Victimes de harcèlement
Et ce genre de situation arrive souvent. « J’étais malade et je ne pouvais pas l’emmener à une leçon particulière de langue arabe. Et comme il n’avait pas préparé la lecture de texte à la maison, son bégaiement était quatre fois plus intense en le lisant en classe, alors le professeur l’a obligé à lire un autre paragraphe. Et il a subi les moqueries de ses camarades », relate Riham. Son fils Ismaïl, 11 ans, s’est senti offensé et lorsqu’il est rentré à la maison, il a explosé en disant qu’il n’y avait pas d’espoir de guérison pour lui, et ce, bien que son état se soit amélioré. « On n’a pas voulu que mon fils se mette en tête qu’il manque de fluidité dans la façon de parler », ajoute la mère. Elle a donc discuté avec le professeur qui a présenté des excuses pour avoir fait subir une telle situation à son enfant.
En effet, selon Aya Ali, orthophoniste au centre Al-Chams au quartier de Aïn-Chams, les enfants bègues sont très susceptibles et les conséquences de ces moqueries peuvent être graves: dépression, baisse d’estime ou de confiance en soi, isolement et repli sur soi. « Dessiner, colorier, pratiquer un sport pour réduire le stress et leur apprendre surtout à bien respirer en inspirant profondément et en expirant lentement avant de prendre la parole », déclare Aya Ali.
Jana, 14 ans, 2e préparatoire, avait opté pour l’isolement avant son traitement.
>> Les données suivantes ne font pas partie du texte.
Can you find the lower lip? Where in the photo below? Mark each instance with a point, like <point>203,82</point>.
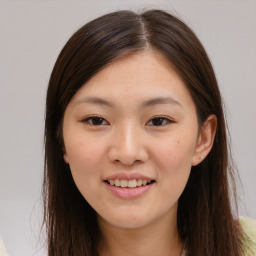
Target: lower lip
<point>129,193</point>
Lorsqu’elle sortait en compagnie de sa mère, elle fuyait les regards des autres pour ne pas leur donner la chance de parler avec elle.
« Mes sorties étaient programmées à l’avance, je réunissais les mots nécessaires en formant des phrases simples, et si je devais parler avec un étranger, je prenais mon souffle en inspirant profondément et expirant lentement pour pouvoir répondre sans bégayer », affirme Jana qui aspire à devenir infirmière pour prodiguer des soins aux malades sans avoir à trop parler avec eux, mais juste répondre brièvement à leurs questions. Cette fille a commencé son traitement à l’âge de 12 ans, ce qui est relativement tard. Car la prise en charge du bégaiement doit être précoce entre 2 ans et 6 ans au maximum et une thérapie est nécessaire pour aider l’enfant à retrouver une parole fluide.
Et vu que ce problème semble être peu connu (environ 70 millions de personnes, soit environ 1% de la population mondiale ont un trouble de la parole), une journée internationale de la sensibilisation au bégaiement, le 22 octobre, existe depuis 1997. « Quelques semaines après la rentrée scolaire, on se rend dans les établissements scolaires pour célébrer cette journée et sensibiliser le corps enseignant et les élèves à respecter la différence pour ne pas aggraver les cas des enfants bègues en les mettant dans des situations offensantes difficiles à supporter », conclut Awad.